Promulgué en juillet dernier, le décret définissant les missions prioritaires de l’école fait actuellement l’objet d’une campagne de présentation et d’explication. Outre le texte intégral du décret, divers supports de vulgarisation — des livrets, des dépliants et une vidéocassette — sont actuellement largement diffusés. Ces documents édités par le ministère s’intitulent « Mon école comme je la veux. Ses missions. Mes droits et mes devoirs ».
Un fascicule de vingt-quatre pages, richement colorié et illustré et disponible sur simple demande au cabinet de la ministre de l’Éducation, prend clairement l’élève comme destinataire principal.
On perçoit bien l’impact éducatif possible de pareils textes. Ils peuvent effectivement aider chaque élève à mieux percevoir l’école et à s’y engager avec davantage de sérieux et de responsabilité. Et pourtant, ce but n’est pas vraiment atteint. Pourquoi ? Pour une raison toute simple : il n’y a pas d’école sans éducateurs. Il n’y a pas d’école efficace sans respect des éducateurs. Or ceux-ci sont étrangement absents au long de ces pages de présentation du décret. Pourquoi l’insistance légitime sur la place centrale de l’élève au sein de l’école ne permetelle pas, aussi, la mise en évidence du rôle des professeurs, dont la relation à l’élève est primordiale pour éveiller celui-ci à la responsabilité ? Tout, dans le texte en question, se passe entre l’école (qui, maintenant, depuis le décret « sait ce que la société attend d’elle ») et l’élève qui, maintenant, depuis le décret « sait ce qu’il peut exiger de son école ». On y trouve quelques allusions seulement à l’existence des « maitres », par exemple lors de la mention d’épreuves d’évaluation diffusées auprès des établissements et « assorties de l’obligation, pour l’enseignant, d’évaluer équitablement ses élèves ».
Les droits des élèves
On ne sait si les enseignants ont attendu le décret pour pratiquer leur devoir et respecter les droits des apprenants — spécialement ce droit à l’équité -, mais il est clair que, comme le dit la brochure ministérielle, les élèves n’ont, dorénavant, grâce au décret « pas de devoirs sans droits » (p. 2.).

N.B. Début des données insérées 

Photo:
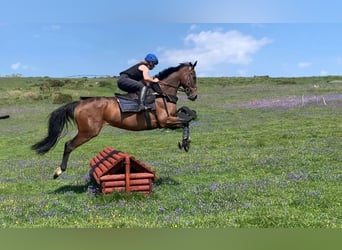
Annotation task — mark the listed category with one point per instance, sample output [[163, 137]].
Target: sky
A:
[[68, 38]]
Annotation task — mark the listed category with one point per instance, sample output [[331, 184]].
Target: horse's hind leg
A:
[[69, 146]]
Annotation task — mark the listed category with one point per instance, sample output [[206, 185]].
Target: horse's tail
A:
[[59, 118]]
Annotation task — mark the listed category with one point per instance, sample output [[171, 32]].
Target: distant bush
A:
[[59, 98], [55, 83], [105, 83]]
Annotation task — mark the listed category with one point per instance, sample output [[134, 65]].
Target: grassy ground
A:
[[265, 152]]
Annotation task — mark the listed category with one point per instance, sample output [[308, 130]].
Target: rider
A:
[[136, 78]]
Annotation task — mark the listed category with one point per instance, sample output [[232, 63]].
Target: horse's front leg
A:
[[174, 122], [185, 143], [63, 166]]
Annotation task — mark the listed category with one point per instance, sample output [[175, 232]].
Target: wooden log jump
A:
[[117, 171]]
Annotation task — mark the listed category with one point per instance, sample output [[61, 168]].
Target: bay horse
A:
[[92, 114]]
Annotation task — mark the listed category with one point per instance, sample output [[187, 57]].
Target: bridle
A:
[[188, 89]]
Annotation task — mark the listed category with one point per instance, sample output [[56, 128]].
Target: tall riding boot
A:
[[141, 100]]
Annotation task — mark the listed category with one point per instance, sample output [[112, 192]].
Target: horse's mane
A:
[[166, 72]]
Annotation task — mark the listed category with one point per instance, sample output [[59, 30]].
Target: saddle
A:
[[129, 102]]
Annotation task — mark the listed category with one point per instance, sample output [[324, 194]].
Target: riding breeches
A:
[[129, 85]]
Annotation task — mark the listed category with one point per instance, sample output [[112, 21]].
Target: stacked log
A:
[[116, 171]]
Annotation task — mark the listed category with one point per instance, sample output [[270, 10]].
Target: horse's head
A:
[[188, 81], [181, 77]]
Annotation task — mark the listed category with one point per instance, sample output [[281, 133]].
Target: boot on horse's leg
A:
[[141, 100]]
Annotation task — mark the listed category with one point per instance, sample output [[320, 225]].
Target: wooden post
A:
[[127, 172]]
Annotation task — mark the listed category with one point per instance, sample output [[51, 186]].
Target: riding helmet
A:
[[151, 58]]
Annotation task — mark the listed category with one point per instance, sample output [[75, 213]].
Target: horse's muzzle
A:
[[192, 97]]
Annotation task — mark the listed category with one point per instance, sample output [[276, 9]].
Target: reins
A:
[[169, 85]]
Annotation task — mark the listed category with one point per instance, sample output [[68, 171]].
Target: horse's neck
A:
[[171, 84]]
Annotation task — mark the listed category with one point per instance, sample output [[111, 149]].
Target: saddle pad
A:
[[131, 105]]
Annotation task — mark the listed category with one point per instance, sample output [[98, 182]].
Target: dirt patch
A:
[[293, 102]]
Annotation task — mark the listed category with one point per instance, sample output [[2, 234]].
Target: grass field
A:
[[265, 152]]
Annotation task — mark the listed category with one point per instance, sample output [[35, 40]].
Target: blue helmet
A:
[[151, 58]]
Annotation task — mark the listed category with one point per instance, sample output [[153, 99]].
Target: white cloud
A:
[[16, 66], [304, 64], [19, 65], [212, 48], [324, 72]]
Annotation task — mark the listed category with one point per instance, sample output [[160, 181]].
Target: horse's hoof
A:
[[57, 173], [184, 145]]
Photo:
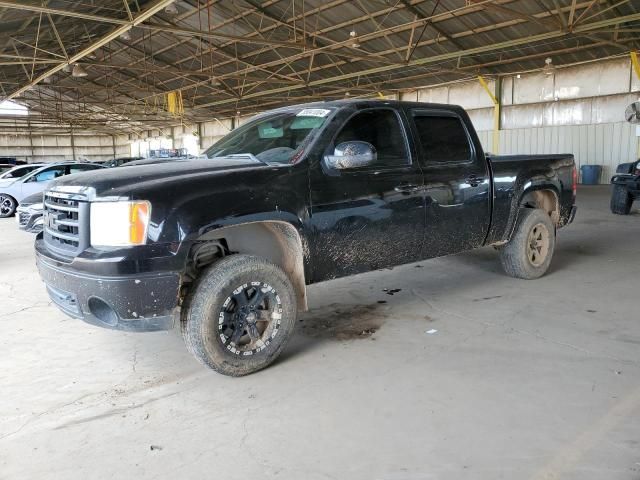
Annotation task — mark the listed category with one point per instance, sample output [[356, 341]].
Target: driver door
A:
[[370, 217]]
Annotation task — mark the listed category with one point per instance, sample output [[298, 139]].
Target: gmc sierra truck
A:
[[225, 246]]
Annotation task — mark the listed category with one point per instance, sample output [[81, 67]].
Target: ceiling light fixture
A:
[[354, 39], [171, 9], [78, 71], [549, 68]]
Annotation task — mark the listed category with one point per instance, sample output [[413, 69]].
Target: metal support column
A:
[[636, 67], [73, 143], [495, 98]]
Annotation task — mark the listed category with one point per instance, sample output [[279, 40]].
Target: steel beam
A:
[[437, 58], [154, 8]]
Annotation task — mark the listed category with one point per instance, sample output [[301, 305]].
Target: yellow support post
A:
[[635, 63], [636, 67], [496, 114]]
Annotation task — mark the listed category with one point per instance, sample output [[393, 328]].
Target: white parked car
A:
[[12, 193]]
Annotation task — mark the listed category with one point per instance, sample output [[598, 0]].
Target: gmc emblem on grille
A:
[[51, 220]]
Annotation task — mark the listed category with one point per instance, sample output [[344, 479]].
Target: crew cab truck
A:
[[225, 246]]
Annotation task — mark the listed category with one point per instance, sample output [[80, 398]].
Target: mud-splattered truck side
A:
[[224, 247]]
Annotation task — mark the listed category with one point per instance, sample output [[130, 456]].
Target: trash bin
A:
[[591, 174]]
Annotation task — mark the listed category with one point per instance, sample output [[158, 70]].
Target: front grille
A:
[[23, 218], [65, 222]]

Paradoxalement, si le professeur est quasi absent du texte, il est longuement présent dans une série de caricatures qui enjolivent la brochure. À travers elles se façonne insidieusement une image dévalorisante de l’enseignant. En incriminant ces caricatures, ce n’est pas le dessinateur que nous voulons mettre en cause. Au contraire, chargé d’illustrer un texte, il en a compris les diverses significations. Et il n’a fait que mettre au jour telle ou telle d’entre elles, explicitement.
Ces dessins sont au nombre de sept à mettre en scène élèves et enseignants. Examinons rapidement chacune de ces caricatures.
La première illustre la page d’introduction de la brochure présentée comme un « guide » pour découvrir le système éducatif tel qu’il émerge du décret. On y voit un professeur suivi de trois élèves et d’un petit singe. Celui-ci parait sortir de la trilogie de ceux qui ne veulent « rien voir, rien dire, rien entendre », c’est l’avant-décret. Les trois élèves, d’âges différents, sont présentés à leur avantage ; l’air intelligent et éveillé, ils bénéficient manifestement des avancées du décret. En opposition à cette vision moderne, le professeur a les traits d’un personnage âgé, à la chevelure ébouriffée et, l’air distrait et hagard, il ânonne « E = MC2 ». D’entrée de jeu, les protagonistes sont campés dans leurs rôles respectifs.
Le dessin suivant accompagne le texte sur les objectifs prioritaires de l’école. C’est-à-dire sur ce que « chacun peut exiger de son école ». On y voit une galère. Des adultes rament péniblement, la sueur coule de leur front. Les commandements sont donnés par un élève habillé en corsaire : curieuse illustration de l’école.
Pour illustrer le passage de la sixième primaire au secondaire, la brochure propose le dessin de quelques élèves en train de gravir une montagne. Ils sont « en cordée ». Mais un élève tombe, il est le dernier du groupe, il tient en main un bulletin mentionnant 0/10. Le professeur est là, en tête, soucieux de grimper et d’avancer. Il est à l’opposé de l’élève faible dont il n’a cure. Seuls les autres élèves ont un regard pour le malheureux qui échoue : un professeur, chacun le sait, ça ne s’occupe pas des élèves en difficulté…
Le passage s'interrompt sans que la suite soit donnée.